Sí, estoy hablando de Hunter Scott.

De ese chico que deseé no haber conocido (antes).

Os pondré en la tesitura:

Todo comenzó un sábado cualquiera en el que mi compañera de piso decidió asistir a una de las fiestas más opulentas del momento: una que ni vendiendo nuestro riñón nos podríamos permitir.

Peeeeeero decidimos trabajar un par de horas extra a la semana, porque, ¿Qué mejor que socializar con ricachones?

Os dejaría una lista empezando por: Quedarme en casa, ver películas, leer, escribir, escuchar música, volver a Minnesota y ver a Andrew...

Y os juro que seguiría y seguiría.

A ver, no odio relacionarme con la gente. Odio a la gente.

¿Es tan raro hacerlo?

Y aunque lo sea, he de decir que mucha de la gente que me ha hecho llegar a esta conclusión es la culpable de ello. Por una vez en la vida, yo no soy el problema en todo este meollo de socializar.

Vaya tontería.

Con la única persona con quien he socializado sin problema alguno es con mi mejor amigo, Drew. Nos conocimos con diez años en clase, y éramos esos niños raritos a los que nos gustaba hacer cosas de adultos de cuarenta años.

Pasear, ver películas antiguas cada viernes, quedar para leer sus cómics o mis clásicos, escuchar música compartiendo auriculares, llamadas de tres horas al día porque no teníamos suficiente con vernos cinco días a la semana...

Una amistad que me juro a mí misma que voy a recordar para siempre.

Pero todo eso cambió cuando hace seis años me tuve que mudar a Nashville, ya que mis padres se separaron y mi madre decidió que sería buena idea un cambio de aires.

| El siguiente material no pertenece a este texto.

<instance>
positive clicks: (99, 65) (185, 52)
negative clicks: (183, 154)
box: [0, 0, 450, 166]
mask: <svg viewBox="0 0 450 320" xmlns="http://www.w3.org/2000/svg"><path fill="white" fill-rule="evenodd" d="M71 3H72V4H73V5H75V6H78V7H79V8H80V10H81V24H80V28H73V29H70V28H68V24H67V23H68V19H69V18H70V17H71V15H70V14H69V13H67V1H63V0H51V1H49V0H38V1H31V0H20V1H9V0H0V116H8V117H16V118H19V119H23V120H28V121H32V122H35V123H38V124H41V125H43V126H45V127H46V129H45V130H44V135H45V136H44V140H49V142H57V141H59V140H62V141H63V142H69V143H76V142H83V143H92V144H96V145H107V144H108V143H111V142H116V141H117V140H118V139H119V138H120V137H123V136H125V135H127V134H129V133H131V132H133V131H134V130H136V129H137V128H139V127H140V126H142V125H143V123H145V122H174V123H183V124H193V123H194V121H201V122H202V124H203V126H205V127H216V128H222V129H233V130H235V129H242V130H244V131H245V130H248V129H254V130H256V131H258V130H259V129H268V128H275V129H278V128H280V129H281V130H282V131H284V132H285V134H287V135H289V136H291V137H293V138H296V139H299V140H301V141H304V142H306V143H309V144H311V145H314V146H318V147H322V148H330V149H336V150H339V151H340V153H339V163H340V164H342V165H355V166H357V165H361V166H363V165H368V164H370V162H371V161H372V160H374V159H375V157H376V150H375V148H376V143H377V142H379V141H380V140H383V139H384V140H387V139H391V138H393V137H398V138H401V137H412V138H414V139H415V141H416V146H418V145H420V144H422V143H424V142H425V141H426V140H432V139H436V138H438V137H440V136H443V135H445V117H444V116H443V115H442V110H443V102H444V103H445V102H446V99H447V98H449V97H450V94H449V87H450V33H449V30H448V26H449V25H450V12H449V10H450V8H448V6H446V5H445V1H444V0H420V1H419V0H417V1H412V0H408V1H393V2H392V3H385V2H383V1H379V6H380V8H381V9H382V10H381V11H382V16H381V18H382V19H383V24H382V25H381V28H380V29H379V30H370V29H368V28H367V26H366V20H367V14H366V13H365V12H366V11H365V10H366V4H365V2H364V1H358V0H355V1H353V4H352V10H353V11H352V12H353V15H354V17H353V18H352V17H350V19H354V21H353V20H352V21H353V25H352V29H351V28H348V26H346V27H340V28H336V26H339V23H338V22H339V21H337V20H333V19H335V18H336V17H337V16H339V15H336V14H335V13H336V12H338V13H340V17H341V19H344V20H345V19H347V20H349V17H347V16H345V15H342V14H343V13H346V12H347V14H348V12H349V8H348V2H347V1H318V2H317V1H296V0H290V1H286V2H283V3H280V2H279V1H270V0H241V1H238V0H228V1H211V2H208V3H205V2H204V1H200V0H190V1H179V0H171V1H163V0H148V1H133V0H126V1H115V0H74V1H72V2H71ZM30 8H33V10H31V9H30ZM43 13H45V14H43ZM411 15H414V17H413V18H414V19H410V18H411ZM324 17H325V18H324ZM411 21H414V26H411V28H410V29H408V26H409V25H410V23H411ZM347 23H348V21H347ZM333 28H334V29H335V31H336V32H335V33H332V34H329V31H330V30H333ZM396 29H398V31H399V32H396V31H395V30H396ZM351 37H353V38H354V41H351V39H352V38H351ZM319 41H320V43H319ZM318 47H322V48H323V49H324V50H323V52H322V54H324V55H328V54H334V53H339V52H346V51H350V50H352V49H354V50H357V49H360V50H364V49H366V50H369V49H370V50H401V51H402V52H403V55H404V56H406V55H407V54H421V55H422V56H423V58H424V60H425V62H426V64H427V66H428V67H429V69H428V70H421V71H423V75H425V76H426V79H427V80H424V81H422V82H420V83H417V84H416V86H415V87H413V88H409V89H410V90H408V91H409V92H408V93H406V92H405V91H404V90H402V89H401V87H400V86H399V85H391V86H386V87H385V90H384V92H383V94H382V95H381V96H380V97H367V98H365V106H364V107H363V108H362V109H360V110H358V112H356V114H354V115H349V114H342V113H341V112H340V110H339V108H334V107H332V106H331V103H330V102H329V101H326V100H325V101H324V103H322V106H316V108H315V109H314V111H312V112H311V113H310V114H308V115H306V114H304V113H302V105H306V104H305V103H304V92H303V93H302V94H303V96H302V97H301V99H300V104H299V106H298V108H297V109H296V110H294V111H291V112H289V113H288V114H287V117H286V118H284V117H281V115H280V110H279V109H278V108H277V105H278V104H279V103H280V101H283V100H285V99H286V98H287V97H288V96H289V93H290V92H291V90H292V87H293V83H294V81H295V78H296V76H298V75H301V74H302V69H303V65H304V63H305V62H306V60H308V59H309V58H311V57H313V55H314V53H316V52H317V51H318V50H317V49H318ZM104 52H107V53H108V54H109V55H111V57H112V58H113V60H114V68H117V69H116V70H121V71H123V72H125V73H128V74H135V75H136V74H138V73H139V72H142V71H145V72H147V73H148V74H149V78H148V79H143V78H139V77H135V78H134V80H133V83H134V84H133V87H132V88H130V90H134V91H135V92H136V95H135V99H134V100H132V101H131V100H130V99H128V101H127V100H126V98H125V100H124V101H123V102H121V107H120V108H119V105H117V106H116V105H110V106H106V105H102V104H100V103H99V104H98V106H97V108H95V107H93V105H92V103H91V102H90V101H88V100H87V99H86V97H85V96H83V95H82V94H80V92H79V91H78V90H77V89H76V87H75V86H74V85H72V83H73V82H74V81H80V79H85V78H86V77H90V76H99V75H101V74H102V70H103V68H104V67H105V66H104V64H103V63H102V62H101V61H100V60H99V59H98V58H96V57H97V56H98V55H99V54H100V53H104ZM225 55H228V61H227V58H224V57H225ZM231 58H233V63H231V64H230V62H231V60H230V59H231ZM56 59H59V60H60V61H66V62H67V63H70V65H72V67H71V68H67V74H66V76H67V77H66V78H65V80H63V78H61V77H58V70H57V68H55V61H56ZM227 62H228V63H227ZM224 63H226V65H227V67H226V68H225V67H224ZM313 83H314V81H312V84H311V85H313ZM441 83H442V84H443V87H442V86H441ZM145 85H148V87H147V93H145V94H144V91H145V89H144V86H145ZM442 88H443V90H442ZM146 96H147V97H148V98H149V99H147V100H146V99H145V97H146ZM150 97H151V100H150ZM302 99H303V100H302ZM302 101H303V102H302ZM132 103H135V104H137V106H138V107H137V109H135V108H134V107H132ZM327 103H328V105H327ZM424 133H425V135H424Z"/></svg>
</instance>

Sí, un cambio de aires y un cuerno. El único amigo que había conseguido se quedaría aquí y haría su vida con total normalidad sin mí, mientras que yo lo único que he hecho ha sido trabajar, leer y vuelta a empezar.

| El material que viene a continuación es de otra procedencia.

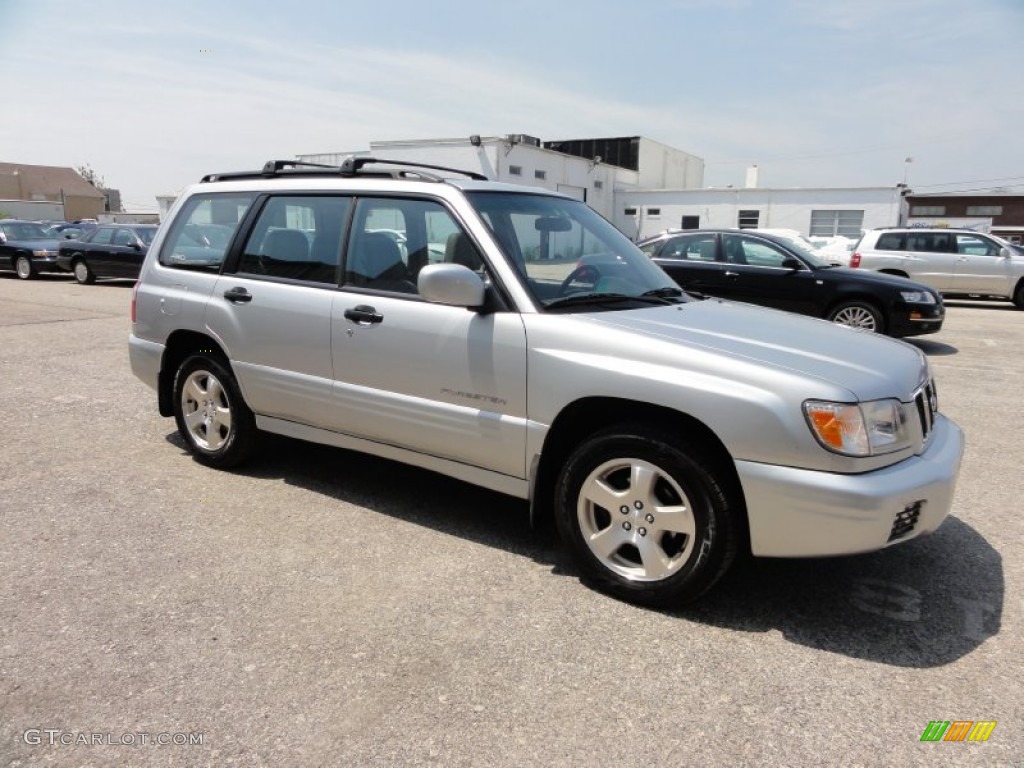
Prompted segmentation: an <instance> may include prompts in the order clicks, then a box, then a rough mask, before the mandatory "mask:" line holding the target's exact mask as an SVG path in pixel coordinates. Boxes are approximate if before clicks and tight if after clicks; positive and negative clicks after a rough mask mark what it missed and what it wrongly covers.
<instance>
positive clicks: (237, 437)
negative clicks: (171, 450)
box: [174, 354, 257, 468]
mask: <svg viewBox="0 0 1024 768" xmlns="http://www.w3.org/2000/svg"><path fill="white" fill-rule="evenodd" d="M174 421H175V422H176V423H177V425H178V432H179V433H180V434H181V436H182V437H183V438H184V441H185V444H186V445H187V446H188V451H189V453H191V455H193V456H194V457H195V458H196V460H197V461H199V462H200V463H202V464H206V465H207V466H210V467H217V468H226V467H234V466H238V465H239V464H242V463H243V462H244V461H245V460H246V459H248V458H249V455H250V454H251V453H252V451H253V449H254V447H255V443H256V434H257V429H256V420H255V418H254V417H253V413H252V411H250V410H249V407H248V406H247V404H246V402H245V400H244V399H243V398H242V392H241V390H240V389H239V384H238V382H237V381H236V379H234V375H233V374H232V373H231V372H230V370H229V369H228V368H227V366H226V365H224V364H222V362H221V361H220V360H218V359H217V358H215V357H210V356H209V355H204V354H196V355H193V356H191V357H188V358H186V359H185V360H184V361H183V362H182V364H181V366H180V367H179V368H178V371H177V374H176V375H175V377H174Z"/></svg>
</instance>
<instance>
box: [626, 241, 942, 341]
mask: <svg viewBox="0 0 1024 768" xmlns="http://www.w3.org/2000/svg"><path fill="white" fill-rule="evenodd" d="M637 245H638V246H639V247H640V249H641V250H642V251H644V252H645V253H646V254H647V255H648V256H650V257H651V259H652V260H653V261H654V263H656V264H657V265H658V266H660V267H662V268H663V269H665V271H667V272H668V273H669V275H670V276H671V278H672V279H673V280H674V281H676V283H678V284H679V285H680V286H682V287H683V288H684V289H686V290H687V291H691V292H695V293H701V294H706V295H708V296H717V297H721V298H724V299H733V300H736V301H745V302H749V303H751V304H760V305H761V306H768V307H774V308H776V309H787V310H790V311H793V312H800V313H802V314H809V315H812V316H814V317H823V318H825V319H829V321H833V322H834V323H839V324H842V325H845V326H852V327H854V328H860V329H864V330H867V331H877V332H878V333H885V334H889V335H890V336H897V337H899V336H918V335H921V334H931V333H935V332H937V331H938V330H939V329H941V328H942V321H943V318H944V317H945V307H944V306H943V304H942V298H941V296H940V295H939V294H938V293H937V292H935V291H933V290H932V289H930V288H928V287H927V286H924V285H922V284H920V283H914V282H912V281H909V280H906V279H904V278H897V276H894V275H891V274H883V273H881V272H865V271H864V270H861V269H849V268H847V267H843V266H836V265H834V264H828V263H826V262H824V261H823V260H821V259H820V258H818V257H817V256H815V255H814V254H812V253H810V252H808V251H806V250H804V249H802V248H800V246H797V245H794V244H793V243H792V242H790V241H787V240H783V239H781V238H776V237H774V236H771V234H760V233H754V232H744V231H743V230H741V229H696V230H688V231H668V232H663V233H662V234H657V236H654V237H653V238H647V239H645V240H642V241H640V242H639V243H638V244H637Z"/></svg>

Nashville no estaba mal, quien estaba mal era yo.

Respecto a la fiesta, no fue nada que no me esperase ya.

Esa misma tarde fuimos Rachel─ Mi compañera de piso─ y yo para comprar nuestros atuendos de aquella fiesta. Ella tiró a lo alto con un super vestido arrebatadoramente sexy que dejaba descubierta su pierna izquierda y llevaba un escote de lo más ajustado, a pesar de que no tenga mucho pecho.

Yo, que odiaba las fiestas de élite y comprar ropa elegante (y cara), sentí que debía dar media vuelta y correr lo más rápido posible, pero Rachel no me dejó.

Me trajo de todo; pantalones de pinza, vestidos largos con los que acabaría tropezándome, vestidos demasiado cortos y no queríamos ningún descuido, monos que serían muy incómodos a la hora de mear y alguna que otra falda que no acabó convenciéndome.

No, no soy tan exigente como lo parezco. Más bien soy insegura. ¿En qué momento acabaría yo, Madelyn Griffin, una don nadie, con ropa tan sumamente cara?